Hall folded his arms. "On my advice, yes."

Terri turned to Pell. "Any suggestions, Mr. Pell?"

"No."

"Then I've got one: grant Mr. Fleet immunity from prosecution—for both perjury and the murder of Thuy Sen—based on any answer he gives in this proceeding." Terri allowed disdain to seep into her voice. "That would satisfy all of our needs—Mr. Fleet's continuing need to escape prosecution for the murder of Thuy Sen, Rennell Price's need not to be executed for Mr. Fleet's crime, and your need to learn the truth. Which is the reason, I recall, you gave me for informing Mr. Fleet of Payton Price's confession."

With apparent effort, Pell remained inscrutable, marshaling the careful phrasing which, Terri knew, he had composed to evade entrapment. "Whether to grant immunity," he said in his most professional manner, "is a question of policy, based on a number of very complicated factors, to be decided at the highest levels of the Attorney General's Office. It's not within my authority to immunize Mr. Fleet in the middle of his deposition."
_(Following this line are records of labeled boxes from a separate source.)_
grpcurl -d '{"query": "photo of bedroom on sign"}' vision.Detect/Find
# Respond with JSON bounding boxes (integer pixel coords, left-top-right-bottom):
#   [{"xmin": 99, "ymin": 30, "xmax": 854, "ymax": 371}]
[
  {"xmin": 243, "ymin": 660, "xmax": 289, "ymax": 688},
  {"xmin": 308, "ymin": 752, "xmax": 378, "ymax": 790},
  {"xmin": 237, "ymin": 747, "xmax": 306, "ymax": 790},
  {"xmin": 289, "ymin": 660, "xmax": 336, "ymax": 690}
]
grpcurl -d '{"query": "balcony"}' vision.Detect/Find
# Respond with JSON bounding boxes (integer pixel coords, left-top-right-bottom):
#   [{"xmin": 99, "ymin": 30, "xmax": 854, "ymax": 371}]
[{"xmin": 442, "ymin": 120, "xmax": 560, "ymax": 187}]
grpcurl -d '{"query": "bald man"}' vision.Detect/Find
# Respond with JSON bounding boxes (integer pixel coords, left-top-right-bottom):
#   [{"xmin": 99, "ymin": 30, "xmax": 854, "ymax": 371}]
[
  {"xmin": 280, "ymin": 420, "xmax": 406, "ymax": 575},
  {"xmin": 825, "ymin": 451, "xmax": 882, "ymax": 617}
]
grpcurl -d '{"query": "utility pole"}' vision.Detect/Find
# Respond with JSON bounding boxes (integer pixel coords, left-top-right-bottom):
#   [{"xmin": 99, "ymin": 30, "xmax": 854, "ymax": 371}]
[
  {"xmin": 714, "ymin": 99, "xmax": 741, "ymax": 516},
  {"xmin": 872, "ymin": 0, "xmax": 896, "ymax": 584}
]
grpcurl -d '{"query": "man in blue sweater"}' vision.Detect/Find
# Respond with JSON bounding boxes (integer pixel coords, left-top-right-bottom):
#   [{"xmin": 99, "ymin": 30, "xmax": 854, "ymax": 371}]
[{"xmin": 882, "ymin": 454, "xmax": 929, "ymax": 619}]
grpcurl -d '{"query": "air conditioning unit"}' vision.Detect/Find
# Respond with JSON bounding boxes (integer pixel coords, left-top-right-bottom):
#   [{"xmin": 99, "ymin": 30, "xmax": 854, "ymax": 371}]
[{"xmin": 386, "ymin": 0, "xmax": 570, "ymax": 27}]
"Too bad," Terri answered. "I guess we're in for a long day. But please get back to me before the next time we see Judge Bond."

Across the table, Eddie Fleet watched her, malevolence filling his eyes.

"Why don't you take a break?" she said to him. "Your 'oral presentation' has just begun."

* * *

"Pell's expression was a study," Carlo told his father that evening. "But Fleet's made me afraid for Terri. He hates her as much as she hates him."

With an expression of worry, Chris sat back, the State's response to Rennell's postponed clemency petition spread across his desk. "She got what she wanted," he answered at length. "Maybe the A.G. will grant immunity—"

"Don't count on it." Terri stood in the doorway, causing Carlo to wonder how much she had heard. "It's a matter of 'policy,' " she continued. "If they start immunizing snitches to help petitioners on habeas corpus, just think how long these cases might go on. There'd be no end to them." Turning to Chris, she asked, "So, do I put Rennell on?"